As Beesley absorbed the frightful news that the most junior breeding hound appeared to have passed on to its entire litter a suspect near hind leg, a gong sounded and the gathering proceeded into a dining hall the size of the chamber of the House of Lords and sat at the end of a table that would comfortably have seated sixty.
Poulteney moved to the head of the table, beckoned Beesley to sit on his right, Amiss on his left and ignored his family. Vanessa immediately made a beeline for the seat beside Amiss and with a jerk of the head directed James to sit by her.
‘Sit over there beside Lord Beesley,’ she instructed Timothy, ‘and remember not to speak unless spoken to.’ Having thus put everyone at their ease, she sat down and began interrogating Amiss about possible mutual acquaintances.
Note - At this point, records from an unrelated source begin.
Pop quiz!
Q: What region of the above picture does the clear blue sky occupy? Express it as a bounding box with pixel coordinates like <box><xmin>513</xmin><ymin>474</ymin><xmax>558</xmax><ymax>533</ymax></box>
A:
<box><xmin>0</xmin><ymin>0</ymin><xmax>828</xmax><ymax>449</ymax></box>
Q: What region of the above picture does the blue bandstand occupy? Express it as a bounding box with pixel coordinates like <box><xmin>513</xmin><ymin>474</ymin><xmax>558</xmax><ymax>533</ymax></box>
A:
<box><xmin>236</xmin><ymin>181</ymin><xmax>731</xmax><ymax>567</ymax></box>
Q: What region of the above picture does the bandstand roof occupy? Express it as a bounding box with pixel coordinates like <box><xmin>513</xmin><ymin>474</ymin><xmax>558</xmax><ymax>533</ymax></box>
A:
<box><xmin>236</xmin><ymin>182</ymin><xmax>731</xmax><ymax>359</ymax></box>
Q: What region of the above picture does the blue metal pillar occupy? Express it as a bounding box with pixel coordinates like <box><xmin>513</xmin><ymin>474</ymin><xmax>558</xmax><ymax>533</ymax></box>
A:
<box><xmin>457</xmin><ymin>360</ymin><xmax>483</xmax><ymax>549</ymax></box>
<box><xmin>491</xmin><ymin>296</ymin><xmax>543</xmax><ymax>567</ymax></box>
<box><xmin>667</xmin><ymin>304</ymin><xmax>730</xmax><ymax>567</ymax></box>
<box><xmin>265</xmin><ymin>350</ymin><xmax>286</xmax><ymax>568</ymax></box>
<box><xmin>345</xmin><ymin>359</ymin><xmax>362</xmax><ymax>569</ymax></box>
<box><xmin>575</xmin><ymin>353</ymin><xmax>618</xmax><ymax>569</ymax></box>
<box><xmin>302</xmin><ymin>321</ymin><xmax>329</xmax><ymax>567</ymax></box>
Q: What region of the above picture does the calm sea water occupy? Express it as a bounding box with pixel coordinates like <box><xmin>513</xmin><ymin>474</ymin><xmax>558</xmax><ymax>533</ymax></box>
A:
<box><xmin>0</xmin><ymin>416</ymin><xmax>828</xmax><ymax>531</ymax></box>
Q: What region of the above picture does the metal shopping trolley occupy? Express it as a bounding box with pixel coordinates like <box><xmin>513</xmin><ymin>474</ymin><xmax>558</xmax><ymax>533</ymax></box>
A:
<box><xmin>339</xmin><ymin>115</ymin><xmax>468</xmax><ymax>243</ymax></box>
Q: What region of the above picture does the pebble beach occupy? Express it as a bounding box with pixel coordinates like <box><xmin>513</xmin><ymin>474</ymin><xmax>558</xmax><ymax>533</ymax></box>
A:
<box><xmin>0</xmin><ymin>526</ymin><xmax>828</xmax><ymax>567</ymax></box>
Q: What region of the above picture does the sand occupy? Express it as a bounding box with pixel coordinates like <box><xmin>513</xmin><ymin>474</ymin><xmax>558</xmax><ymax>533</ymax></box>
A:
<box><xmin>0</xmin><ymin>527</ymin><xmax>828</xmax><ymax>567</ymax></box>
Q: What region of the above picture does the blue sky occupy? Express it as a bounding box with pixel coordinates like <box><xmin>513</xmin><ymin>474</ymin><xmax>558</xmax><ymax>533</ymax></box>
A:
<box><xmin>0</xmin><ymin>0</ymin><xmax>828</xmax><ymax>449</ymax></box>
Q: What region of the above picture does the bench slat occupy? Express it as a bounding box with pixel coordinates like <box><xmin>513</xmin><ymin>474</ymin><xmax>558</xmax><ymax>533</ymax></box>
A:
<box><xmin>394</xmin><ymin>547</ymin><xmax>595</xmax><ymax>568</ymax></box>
Amiss was no novice at the sticky social occasion. As a private secretary to a head of department, for instance, he had often found himself marooned below the salt with people who resented being stuck with someone so junior and unimportant. But he had never, he was to complain later to the baroness, been so simultaneously bored, appalled, and nervous, for Vanessa’s forceful and voluble discontent with her lot meant that quite frequently it was all too obvious that, during her complaints about Bovington-Petty (just no get-up-and-go/absolutely won’t stand up to those vile people in his firm/doesn’t realize how much everything costs), James (sullen little brute/no gratitude) and Timothy (careless/messy/cheeky), the objects of her attack could hardly have avoided hearing every syllable. Poulteney—who had quite clearly offended all the laws of seating etiquette in order to save himself—was far too busy with Beesley to hear anything she said.
On went Vanessa, complaints interspersed with what she regarded as conversation, which was moans about inconveniences, followed by rhetorical questions. Dully, Amiss grunted assent to such inanities as ‘I always feel there’s nothing worse than underdone fish, don’t you?’; ‘You simply can’t trust anything decent to dry cleaners these days, can you?’; ‘Can you believe it, Harvey Nicks was quite out of that matching fabric?’; and ‘I mean, you’d have thought, wouldn’t you, that simple gratitude would make Filipinos reliable?’